The next day, travelers stuck in the camp brokered a deal to prioritize evacuation of the sick and injured. Even so, almost every helicopter landing brought a rush and struggle to get on board.

In the meantime, Nepalis regularly climbed towards Langtang Village to check on friends and relatives.

“They didn’t want to believe it was destroyed,” said Davenport.

They came back crying, he said.

“I’ve cried more in those four days than I have since I was a kid,” said Davenport. “It’s a life changing event.”

Davenport managed to get into a helicopter on Monday evening. In half an hour he was back in Kathmandu, where he now lives in a guest house. Davenport said Jim Watt had been treated and should be recovering.

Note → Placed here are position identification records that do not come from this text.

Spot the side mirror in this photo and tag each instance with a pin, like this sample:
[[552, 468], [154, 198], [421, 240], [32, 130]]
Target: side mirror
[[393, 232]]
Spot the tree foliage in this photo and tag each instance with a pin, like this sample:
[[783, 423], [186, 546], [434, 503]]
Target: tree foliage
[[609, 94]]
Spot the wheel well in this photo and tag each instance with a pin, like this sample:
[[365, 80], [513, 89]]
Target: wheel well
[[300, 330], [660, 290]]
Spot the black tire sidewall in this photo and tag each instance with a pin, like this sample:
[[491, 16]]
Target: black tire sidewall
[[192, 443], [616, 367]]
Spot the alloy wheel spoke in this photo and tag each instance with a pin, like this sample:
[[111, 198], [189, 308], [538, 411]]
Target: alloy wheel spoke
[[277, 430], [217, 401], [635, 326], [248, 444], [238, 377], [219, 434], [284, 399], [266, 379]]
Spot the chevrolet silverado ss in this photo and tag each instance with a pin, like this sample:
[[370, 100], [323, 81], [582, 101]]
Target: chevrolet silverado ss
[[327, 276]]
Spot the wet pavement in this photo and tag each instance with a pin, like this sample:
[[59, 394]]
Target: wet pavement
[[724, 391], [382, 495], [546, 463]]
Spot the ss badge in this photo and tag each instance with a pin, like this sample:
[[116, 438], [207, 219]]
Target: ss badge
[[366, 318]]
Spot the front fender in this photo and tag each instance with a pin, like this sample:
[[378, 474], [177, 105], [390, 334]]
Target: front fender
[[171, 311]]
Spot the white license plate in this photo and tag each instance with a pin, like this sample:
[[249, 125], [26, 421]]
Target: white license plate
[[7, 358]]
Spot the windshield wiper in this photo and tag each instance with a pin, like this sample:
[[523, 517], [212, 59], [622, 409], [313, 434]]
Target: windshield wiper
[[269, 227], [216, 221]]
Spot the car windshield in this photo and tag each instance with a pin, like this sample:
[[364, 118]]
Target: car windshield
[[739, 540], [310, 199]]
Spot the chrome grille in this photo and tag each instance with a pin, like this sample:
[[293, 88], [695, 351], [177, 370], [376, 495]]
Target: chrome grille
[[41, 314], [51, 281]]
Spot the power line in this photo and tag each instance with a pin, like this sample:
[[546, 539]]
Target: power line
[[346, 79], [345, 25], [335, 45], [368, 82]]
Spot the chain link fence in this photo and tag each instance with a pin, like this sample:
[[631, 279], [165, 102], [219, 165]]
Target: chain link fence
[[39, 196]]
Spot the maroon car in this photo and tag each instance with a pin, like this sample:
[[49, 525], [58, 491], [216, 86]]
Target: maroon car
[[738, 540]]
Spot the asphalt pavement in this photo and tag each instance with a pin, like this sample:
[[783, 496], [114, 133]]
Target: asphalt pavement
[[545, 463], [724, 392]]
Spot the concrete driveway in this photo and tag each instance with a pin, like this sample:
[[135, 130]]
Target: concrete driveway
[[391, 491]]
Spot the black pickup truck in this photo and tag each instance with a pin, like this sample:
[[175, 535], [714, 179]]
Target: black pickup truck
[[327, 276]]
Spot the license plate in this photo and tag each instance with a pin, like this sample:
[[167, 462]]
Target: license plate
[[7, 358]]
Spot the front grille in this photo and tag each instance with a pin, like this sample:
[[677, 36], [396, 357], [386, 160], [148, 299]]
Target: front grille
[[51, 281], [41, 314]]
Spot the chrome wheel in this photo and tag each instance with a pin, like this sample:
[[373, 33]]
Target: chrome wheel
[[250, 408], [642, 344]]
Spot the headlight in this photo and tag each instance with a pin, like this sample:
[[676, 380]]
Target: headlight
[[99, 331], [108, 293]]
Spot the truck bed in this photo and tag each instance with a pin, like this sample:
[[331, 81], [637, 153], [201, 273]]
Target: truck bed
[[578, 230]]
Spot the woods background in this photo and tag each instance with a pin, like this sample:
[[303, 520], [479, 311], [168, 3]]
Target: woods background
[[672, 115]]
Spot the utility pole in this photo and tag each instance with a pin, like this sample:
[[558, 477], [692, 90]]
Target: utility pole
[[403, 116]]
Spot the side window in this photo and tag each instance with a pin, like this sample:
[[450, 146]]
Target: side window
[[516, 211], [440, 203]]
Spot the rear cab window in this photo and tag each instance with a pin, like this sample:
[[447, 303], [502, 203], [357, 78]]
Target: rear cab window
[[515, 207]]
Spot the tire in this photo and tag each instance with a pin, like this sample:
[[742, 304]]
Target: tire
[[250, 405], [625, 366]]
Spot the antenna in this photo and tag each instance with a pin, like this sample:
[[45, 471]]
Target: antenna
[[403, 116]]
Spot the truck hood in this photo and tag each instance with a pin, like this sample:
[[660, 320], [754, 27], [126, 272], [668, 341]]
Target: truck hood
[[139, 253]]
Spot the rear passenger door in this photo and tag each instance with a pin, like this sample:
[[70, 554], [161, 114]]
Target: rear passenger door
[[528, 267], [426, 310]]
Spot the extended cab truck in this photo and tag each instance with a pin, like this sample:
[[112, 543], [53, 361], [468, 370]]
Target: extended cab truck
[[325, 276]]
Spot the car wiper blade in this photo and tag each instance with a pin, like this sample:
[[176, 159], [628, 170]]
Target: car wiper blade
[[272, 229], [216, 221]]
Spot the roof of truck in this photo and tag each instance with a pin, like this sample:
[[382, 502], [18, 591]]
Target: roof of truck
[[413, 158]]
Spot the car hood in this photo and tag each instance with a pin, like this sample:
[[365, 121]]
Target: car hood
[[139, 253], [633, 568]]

“I am very sleepless. The food was a little hard to find, ”he said. But “compared to where I am, this is paradise.”

Next step uncertain

The trip was Davenport’s 50th birthday gift to himself. He quit his job to take an “unauthorized eight-month sabbatical year” while his girlfriend was teaching sociology in Japan.

During the Nepal leg of the trip, Davenport planned a meditation retreat, Buddhist classes, and a yoga retreat. He won’t be back in Tokyo until this summer.

His plans were interrupted by a disaster. He said he could volunteer or continue the trip as planned.

“The (Buddhist) class I am supposed to do at the end of this trip deals with death and dying. I can’t help but feel like this course isn’t going to be a big deal. “

The information in this article, which was originally published on April 28, 2015, was corrected on the same day. An earlier version of this story incorrectly stated that Davenport’s girlfriend was an English teacher in Japan. She teaches sociology. The story also incorrectly described the women whose feet were frozen to death. They weren’t Nepalese women.